Mecânica estável vs. condições variáveis:
- Estável: a construção dos níveis baseada em proporções a partir de uma faixa escolhida.
- Variável: a seleção dos dois pontos de ancoragem e o timeframe/contexto usados para justificar essas escolhas.
Evidência ou exemplo (não em tempo real)
Considere um movimento hipotético em que você escolhe uma máxima e uma mínima de swing do mesmo gráfico de timeframe. Se a diferença entre máxima e mínima for de 100 unidades, os níveis de Fibonacci são calculados como frações específicas dessa faixa de 100 unidades, medidas a partir do preço de ancoragem. A etapa de avaliação não é “prever” nada, mas verificar que:
- As ancoragens que você selecionou são consistentes com a definição de swing declarada.
- A ferramenta de retração na sua plataforma produz os mesmos valores de nível quando recalculada a partir das mesmas ancoragens.
- Você não compara níveis derivados de ancoragens de um timeframe contra ancoragens de um timeframe diferente sem declarar essa diferença.
Suposições que você deve tornar explícitas ao fazer isso:
- Você assume que a máxima/mínima do swing escolhida são os extremos corretos para a medição de retração que deseja realizar.
- Você assume que os preços exibidos são provenientes do mesmo conjunto de dados que você usou para selecionar as ancoragens.
Limitações e riscos (modos de falha materiais)
Pelo menos uma limitação importante é que a Retração de Fibonacci é altamente sensível à seleção das ancoragens. Diferentes traders ou analistas podem identificar máximas/mínimas de swing diferentes no mesmo instrumento e timeframe, especialmente em torno de períodos de consolidação, o que altera os níveis de retração. Este é um modo de falha das entradas do método, não da matemática das proporções.
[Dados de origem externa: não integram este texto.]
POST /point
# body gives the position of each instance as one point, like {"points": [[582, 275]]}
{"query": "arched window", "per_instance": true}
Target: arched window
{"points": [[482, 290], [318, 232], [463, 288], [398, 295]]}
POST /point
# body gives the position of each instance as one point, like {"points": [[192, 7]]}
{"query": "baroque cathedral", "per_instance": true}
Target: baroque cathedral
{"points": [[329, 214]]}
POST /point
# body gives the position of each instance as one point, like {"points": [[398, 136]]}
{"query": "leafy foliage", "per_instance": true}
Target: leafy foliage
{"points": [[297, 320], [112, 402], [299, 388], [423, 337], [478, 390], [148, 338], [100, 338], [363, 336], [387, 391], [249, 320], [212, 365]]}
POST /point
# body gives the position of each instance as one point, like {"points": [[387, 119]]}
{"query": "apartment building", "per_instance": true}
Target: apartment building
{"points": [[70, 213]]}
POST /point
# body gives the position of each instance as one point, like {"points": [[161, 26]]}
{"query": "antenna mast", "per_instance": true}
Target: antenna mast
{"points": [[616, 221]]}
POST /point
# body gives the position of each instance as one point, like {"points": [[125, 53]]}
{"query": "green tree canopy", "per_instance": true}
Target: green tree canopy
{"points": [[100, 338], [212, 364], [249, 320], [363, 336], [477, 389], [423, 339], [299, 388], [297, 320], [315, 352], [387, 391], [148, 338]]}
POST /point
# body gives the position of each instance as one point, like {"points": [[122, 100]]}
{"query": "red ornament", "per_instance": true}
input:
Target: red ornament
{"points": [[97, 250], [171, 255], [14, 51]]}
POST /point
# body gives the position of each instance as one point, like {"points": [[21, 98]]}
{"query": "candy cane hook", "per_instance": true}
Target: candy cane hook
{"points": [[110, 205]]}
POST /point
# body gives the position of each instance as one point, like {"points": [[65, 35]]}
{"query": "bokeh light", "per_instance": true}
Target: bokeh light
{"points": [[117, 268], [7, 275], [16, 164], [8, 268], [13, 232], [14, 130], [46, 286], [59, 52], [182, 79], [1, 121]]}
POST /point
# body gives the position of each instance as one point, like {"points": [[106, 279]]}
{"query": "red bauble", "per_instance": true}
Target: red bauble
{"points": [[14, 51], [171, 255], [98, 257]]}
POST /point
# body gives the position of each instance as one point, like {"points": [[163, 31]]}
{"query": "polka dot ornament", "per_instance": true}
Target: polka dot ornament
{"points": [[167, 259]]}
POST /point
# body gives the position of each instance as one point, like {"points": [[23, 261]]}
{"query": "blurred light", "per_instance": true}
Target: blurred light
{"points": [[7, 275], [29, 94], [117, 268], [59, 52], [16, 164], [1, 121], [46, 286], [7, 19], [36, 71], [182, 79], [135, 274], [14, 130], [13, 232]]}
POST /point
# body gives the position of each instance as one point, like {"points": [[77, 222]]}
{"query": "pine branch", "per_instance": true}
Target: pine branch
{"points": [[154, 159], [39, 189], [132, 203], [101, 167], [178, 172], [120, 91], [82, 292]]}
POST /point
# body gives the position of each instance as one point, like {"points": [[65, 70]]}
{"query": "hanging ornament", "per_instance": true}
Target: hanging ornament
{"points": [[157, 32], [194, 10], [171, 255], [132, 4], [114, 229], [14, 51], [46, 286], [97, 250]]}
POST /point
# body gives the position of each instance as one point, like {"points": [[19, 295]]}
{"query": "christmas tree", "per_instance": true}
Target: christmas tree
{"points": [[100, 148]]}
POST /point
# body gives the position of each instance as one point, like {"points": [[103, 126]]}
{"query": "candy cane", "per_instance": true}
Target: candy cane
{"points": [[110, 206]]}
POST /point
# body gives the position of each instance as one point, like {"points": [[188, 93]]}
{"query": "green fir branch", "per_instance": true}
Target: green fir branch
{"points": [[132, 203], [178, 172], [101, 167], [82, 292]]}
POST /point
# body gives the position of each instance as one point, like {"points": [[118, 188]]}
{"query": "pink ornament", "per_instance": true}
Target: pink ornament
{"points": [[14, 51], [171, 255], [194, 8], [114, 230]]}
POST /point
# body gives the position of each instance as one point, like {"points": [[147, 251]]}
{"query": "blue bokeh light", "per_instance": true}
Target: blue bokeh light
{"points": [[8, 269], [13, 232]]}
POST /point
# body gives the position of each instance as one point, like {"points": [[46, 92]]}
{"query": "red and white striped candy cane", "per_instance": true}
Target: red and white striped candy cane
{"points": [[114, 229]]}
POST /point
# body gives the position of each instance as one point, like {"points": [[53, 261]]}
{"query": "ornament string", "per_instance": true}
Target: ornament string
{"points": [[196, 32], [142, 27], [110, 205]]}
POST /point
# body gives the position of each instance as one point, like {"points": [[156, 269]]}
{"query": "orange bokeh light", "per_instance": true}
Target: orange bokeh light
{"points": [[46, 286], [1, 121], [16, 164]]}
Outras limitações a considerar:
- Dependência do timeframe: o mesmo movimento visual pode produzir ancoragens diferentes quando examinado em timeframes diferentes.
- Alinhamento de dados: candles históricos e feeds baseados em ticks podem diferir em como máximas/mínimas são registradas; se você mudar de fonte, os valores das ancoragens podem mudar.
- Ambiguidade de interpretação: a presença de um nível no gráfico não estabelece, por si só, uma causa ou um resultado confiável.
Verificação e próxima pergunta
Uma maneira autossuficiente de verificar sua avaliação é tratar a ferramenta como um cálculo reproduzível:
- Recalcule os níveis a partir dos valores de máxima/mínima de ancoragem que você selecionou.
- Confirme que sua plataforma desenha os níveis percentuais esperados para essas ancoragens.
- Mude apenas uma variável por vez (por exemplo, altere o timeframe mantendo a regra de ancoragem consistente) para ver o quanto os níveis se movem.
Se você quiser ir um passo adiante, a próxima pergunta a esclarecer é: qual regra você está usando para definir “máxima do swing” e “mínima do swing” para seu timeframe e instrumento, e essa regra está documentada de forma suficientemente clara para que outra pessoa pudesse selecionar as mesmas ancoragens?